После грозы вода в реке поднялась, затопив две нижних ступени трапа. Егоров теперь рыбачил, сидя на площадке. Когда становилось жарко, он относил пакет с уловом за железную дверь – внутри Шняги всегда было свежо, как ранним сентябрьским утром.
А рыба вдруг стала клевать на что попало – на червя, мотыля, на муху, на хлеб, на овсянку. Случайным образом выяснилось, что клюёт она и без всякой наживки.

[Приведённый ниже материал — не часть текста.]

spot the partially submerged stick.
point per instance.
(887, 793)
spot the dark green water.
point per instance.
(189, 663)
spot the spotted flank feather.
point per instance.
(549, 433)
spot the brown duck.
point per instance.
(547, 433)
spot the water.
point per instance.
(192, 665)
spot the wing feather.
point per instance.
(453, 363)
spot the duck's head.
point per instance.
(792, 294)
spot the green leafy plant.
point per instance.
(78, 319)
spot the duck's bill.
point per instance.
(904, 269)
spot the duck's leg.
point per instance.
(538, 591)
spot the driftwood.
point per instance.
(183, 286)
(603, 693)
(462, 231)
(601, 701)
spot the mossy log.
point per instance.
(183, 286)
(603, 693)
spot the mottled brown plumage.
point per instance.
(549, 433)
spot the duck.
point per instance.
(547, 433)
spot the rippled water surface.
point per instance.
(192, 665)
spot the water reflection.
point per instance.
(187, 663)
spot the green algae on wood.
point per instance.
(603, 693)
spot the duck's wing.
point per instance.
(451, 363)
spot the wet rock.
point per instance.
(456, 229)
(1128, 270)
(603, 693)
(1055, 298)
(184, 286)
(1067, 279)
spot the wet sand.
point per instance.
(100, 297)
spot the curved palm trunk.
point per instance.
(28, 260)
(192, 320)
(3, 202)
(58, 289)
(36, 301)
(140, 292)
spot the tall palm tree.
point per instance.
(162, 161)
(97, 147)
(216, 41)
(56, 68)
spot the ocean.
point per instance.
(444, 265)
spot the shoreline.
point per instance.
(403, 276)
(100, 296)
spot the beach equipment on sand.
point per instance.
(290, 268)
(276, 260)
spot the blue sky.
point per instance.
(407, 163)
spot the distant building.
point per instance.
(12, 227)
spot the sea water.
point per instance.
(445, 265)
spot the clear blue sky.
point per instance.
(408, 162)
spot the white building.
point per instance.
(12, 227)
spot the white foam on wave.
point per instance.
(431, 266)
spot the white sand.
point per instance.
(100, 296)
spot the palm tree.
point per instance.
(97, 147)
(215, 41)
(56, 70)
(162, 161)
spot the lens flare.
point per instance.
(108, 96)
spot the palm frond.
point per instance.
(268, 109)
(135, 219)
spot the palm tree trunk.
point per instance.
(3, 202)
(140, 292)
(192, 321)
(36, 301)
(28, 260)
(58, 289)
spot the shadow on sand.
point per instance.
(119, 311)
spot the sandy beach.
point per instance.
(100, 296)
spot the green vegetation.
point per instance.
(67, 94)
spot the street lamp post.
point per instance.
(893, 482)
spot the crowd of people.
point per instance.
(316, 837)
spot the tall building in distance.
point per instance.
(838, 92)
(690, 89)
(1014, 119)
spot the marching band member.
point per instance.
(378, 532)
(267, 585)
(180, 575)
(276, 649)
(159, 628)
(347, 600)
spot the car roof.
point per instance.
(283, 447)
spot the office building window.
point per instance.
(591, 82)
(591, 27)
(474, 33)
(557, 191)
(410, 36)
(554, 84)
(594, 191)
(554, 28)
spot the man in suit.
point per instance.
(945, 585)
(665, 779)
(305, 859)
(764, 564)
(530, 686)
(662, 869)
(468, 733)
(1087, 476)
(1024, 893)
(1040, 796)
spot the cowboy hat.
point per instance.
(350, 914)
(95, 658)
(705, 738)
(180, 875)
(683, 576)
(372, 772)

На вопрос «на что ловишь» Егоров всю жизнь отвечал одинаково, и только теперь обычный его ответ «на крючок» стал невероятным признанием очевидного.
Юрочка больше не отказывался от части улова, всё, что Егоров ему предлагал, он забирал из сочувствия. Он знал, что Анна Васильевна давно уже ворчит, что весь дом пропах рыбой и даже кошки ею наелись так, что морды воротят; и что всех замороженных окуней, лещей и судаков, она отдала сыну, но не прошло и трёх дней после отъезда Сергея, как вместительная морозилка наполнилась снова.
Однажды Егоров оставил для Юрочки пакет с уловом в коридоре Шняги, но Юра отчего-то на берег не пришел, и на другое утро, – после жаркого дня и душной ночи, – рыбы, лежа в небольшой лужице на дне пакета, всё ещё шевелили хвостами и прытко переворачивались с боку на бок.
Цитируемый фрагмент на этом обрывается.